While the use of marketing clouds, cloud-based marketing analytics and other functions is continuing to grow, there’s a greater focus on predictive marketing capabilities. The results of a just-released study from EverString, The 2015 State of Predictive Marketing Survey Report, notes that 98 percent of the most mature marketers surveyed, one-third of the total respondents, revealed that they are either fully committed to deploying predictive marketing or are currently implementing predictive marketing in some capacity.
Among other key findings:
*91 percent of marketers who reported that they are defining the future of the company and leading the charge into current and new markets are either fully committed to deploying predictive marketing or are already implementing predictive marketing.
*67 percent of marketers using both behavioral and firmographic attributes to score their leads are fully committed to deploying predictive marketing.
*53 percent of marketers actively engaged in account-based marketing strategies are fully committed to deploying predictive scoring and 82 percent of those marketers are researching predictive marketing.
The takeaway for CIOs and other IT leaders is that marketing is now at the center of the IT universe. Blunt force techniques used in the past no longer hack it; there’s a need to move to greater precision and incorporate personalization and context. Within today’s digital business framework, attributes such as trust, engagement and personalization are critical.
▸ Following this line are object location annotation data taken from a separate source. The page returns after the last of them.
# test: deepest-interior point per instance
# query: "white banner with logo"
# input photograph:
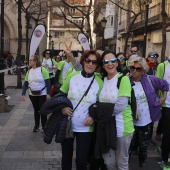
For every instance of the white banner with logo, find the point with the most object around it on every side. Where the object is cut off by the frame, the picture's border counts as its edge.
(36, 38)
(83, 41)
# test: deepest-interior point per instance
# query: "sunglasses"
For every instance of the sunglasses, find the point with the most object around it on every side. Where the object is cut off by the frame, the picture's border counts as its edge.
(121, 58)
(112, 60)
(138, 69)
(134, 51)
(154, 56)
(88, 61)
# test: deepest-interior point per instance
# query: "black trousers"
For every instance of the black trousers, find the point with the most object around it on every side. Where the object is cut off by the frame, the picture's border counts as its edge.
(37, 102)
(83, 143)
(159, 127)
(142, 135)
(166, 133)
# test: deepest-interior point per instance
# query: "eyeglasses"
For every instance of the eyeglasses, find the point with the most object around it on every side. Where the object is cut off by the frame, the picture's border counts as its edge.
(112, 60)
(88, 61)
(134, 51)
(138, 69)
(121, 58)
(154, 56)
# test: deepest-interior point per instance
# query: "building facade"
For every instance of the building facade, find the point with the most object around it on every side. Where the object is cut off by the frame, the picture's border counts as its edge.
(11, 30)
(127, 18)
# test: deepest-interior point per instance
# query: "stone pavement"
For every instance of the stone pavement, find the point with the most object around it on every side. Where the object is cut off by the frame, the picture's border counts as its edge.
(21, 149)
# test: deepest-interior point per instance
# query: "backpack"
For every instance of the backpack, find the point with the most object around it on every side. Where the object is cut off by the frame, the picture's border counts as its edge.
(132, 101)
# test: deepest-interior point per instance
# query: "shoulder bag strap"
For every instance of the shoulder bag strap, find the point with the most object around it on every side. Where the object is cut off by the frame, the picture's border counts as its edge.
(149, 80)
(85, 93)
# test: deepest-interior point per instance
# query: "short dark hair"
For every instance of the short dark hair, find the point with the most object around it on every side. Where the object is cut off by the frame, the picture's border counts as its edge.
(103, 71)
(87, 53)
(37, 59)
(120, 53)
(51, 55)
(135, 45)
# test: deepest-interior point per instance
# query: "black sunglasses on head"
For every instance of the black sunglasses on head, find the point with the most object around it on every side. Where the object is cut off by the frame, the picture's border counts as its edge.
(134, 51)
(112, 60)
(154, 56)
(121, 58)
(88, 61)
(138, 69)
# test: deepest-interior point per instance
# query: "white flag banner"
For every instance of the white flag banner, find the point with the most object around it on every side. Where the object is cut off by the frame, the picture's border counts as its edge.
(36, 38)
(83, 41)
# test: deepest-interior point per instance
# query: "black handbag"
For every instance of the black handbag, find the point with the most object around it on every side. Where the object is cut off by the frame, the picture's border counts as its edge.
(37, 92)
(69, 131)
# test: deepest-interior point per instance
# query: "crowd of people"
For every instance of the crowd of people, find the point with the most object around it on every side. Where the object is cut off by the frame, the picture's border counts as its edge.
(99, 87)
Yet, today, marketing also extends beyond marketing. There’s a growing need to possess a 360-degree view of customers and think about data and relationships more holistically. Marketing data becomes sales, operations and finance data. In the end, the old silos and walls need to come down for innovation to flourish.
To be sure, CIOs must reach out to CMOs and an emerging group of marketing technologists in order to drive more sophisticated analytics, address evolving buyer habits and expectations, and coordinate and orchestrate new technologies. Almost half of those surveyed, 47 percent, stated that they are aware of predictive marketing and are currently investigating how to use it but only 25 percent of respondents said that they are currently using a predictive tool. In addition, 24 percent stated that they don’t use the technology and the concept is completely new to them.